Riji has taken shelter in the mamad at least four times a day since the war broke out. She has hardly slept since. The 50-year old nurse from a southern district in Kerala has worked as a caregiver in Israel for nine years. She currently cares for an 85-year-old woman in Jerusalem.
“People living in border regions like Ashkelon, Ashdod, and Beersheba, and on the Lebanon border get only 15 seconds to hide in mamads. But in Jerusalem and Tel Aviv people get 15 minutes to get to safety,” she says.
Though she witnessed fire caused by the bombing, Riji won't step out to check.
“I hadn't slept after the strike, but somehow got some sleep in the last two days,” she says. The fact that Jerusalem is safer than Ashkelon is of small comfort. “I feel worried about the whole of Israel,” she says. “It protects immigrants in the same way as its own nationals.”
Life is no different for Saji Oliver, of Kerala’s Thiruvananthapuram district. He has been a caregiver for a 93-year-old man in Tel Aviv, in central Israel, for four years.
“It’s terrible. It has been 12 days since me and Appachan [a word of respect for the elderly in Malayalam, language spoked in Kerala - RT] stepped out of the house. Sirens keep sounding and it is not possible to shift him immediately to safety,” the 31-year-old told RT.
During the Hamas-Israel conflict in 2014 Saji was back home and got information only through news reports. Never did he imagine that he would one day himself witness war.
“The war has mostly affected the border,” he says. “Our friends in Ashkelon would send us panicked messages, with the videos of the strikes. The first attack happened at 6.30 am on Saturday. A friend (also a Keralite) went to church with her care-receiver and told me she heard a huge sound of a missile strike 100 meters away from her place. We got scared and communicated through Malayali messaging groups. If a siren is heard in Ashkelon, it will be heard in Tel Aviv too and we would hide in a mamad. There were days when we had to hide five to six times. Not all mamads are spacious and hiding in them is exhausting.”

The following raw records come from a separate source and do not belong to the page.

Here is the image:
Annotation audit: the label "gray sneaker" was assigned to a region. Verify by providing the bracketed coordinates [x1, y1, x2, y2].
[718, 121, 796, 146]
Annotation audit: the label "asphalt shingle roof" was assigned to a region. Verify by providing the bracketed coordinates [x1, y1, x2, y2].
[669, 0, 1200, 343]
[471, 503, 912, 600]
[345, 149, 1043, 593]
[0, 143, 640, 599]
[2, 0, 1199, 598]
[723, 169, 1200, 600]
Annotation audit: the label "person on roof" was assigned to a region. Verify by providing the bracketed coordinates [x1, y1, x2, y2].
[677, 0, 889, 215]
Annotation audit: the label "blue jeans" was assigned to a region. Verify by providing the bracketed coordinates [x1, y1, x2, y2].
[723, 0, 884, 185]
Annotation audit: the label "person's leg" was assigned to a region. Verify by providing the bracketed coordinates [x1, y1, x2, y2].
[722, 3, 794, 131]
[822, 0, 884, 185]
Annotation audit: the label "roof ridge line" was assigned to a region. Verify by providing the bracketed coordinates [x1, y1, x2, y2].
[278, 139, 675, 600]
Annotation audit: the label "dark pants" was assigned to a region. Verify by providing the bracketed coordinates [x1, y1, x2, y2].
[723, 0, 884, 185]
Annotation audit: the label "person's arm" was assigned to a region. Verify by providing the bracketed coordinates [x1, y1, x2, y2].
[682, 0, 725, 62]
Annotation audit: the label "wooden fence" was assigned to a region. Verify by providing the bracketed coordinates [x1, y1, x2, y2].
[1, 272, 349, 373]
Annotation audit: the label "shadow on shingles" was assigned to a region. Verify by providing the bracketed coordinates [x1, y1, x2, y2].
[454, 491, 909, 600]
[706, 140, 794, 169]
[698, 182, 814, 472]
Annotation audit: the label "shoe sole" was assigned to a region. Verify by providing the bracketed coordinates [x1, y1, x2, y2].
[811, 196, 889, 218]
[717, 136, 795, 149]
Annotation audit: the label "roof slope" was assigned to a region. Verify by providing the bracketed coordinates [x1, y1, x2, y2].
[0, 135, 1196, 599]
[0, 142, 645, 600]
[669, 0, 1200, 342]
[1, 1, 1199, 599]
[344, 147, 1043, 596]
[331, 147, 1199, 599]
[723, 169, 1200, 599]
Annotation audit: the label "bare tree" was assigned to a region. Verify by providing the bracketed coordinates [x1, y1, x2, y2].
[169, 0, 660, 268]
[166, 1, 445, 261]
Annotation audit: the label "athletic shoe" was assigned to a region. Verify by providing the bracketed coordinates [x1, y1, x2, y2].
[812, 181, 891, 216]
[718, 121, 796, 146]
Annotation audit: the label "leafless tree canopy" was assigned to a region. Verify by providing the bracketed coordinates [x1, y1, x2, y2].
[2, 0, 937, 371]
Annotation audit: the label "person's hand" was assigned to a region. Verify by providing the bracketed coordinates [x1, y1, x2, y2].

But not all houses, especially the older ones, have mamads, and people in those houses hid under the staircase or even between walls. “The fact that there is an Iron Dome to protect us from missiles does not make us less scared,” Saji says.
His care-receiver is a retired engineer. A normal day for the duo began at 8 am, an hour after which they left for a club for the elderly, from Sundays to Thursdays. (There is no club on the Sabbath days of Friday and Saturday.) There are around 20 elderly people at the club and their caregivers too. While the care-receivers engaged in club activities, the caregivers socialized. In the afternoon, they returned home and rested, and in the evening, they went for a walk to a nearby park.
That routine has disappeared. “We are really stressed. It is like living in jail,” Saji says. “We can’t tell our family and make them worry. People in Kerala have never witnessed anything like war. Our families are scared by news reports, we try to calm them, telling them that the country is protecting us.”
Saji has not witnessed a strike himself but was told by Malayali friends about the sights they saw, such as stumbling upon dead bodies after opening a house’s front door. He says that mutual support keeps them united during sleepless nights.
People in his area haven’t suffered scarcity of essentials but they fear that stocks won’t last. An alert was sounded on the third day of the war that there would be no electricity or water for 32 to 48 hours, and to stock essentials. It led to panic buying.
“A missile crushed half of the house of a friend of mine in Ashkelon,” Saji says. “She managed to shift her care receiver to the mamad on the ground floor. In Tel Aviv an acquaintance and his care receiver had a narrow escape from a missile attack.”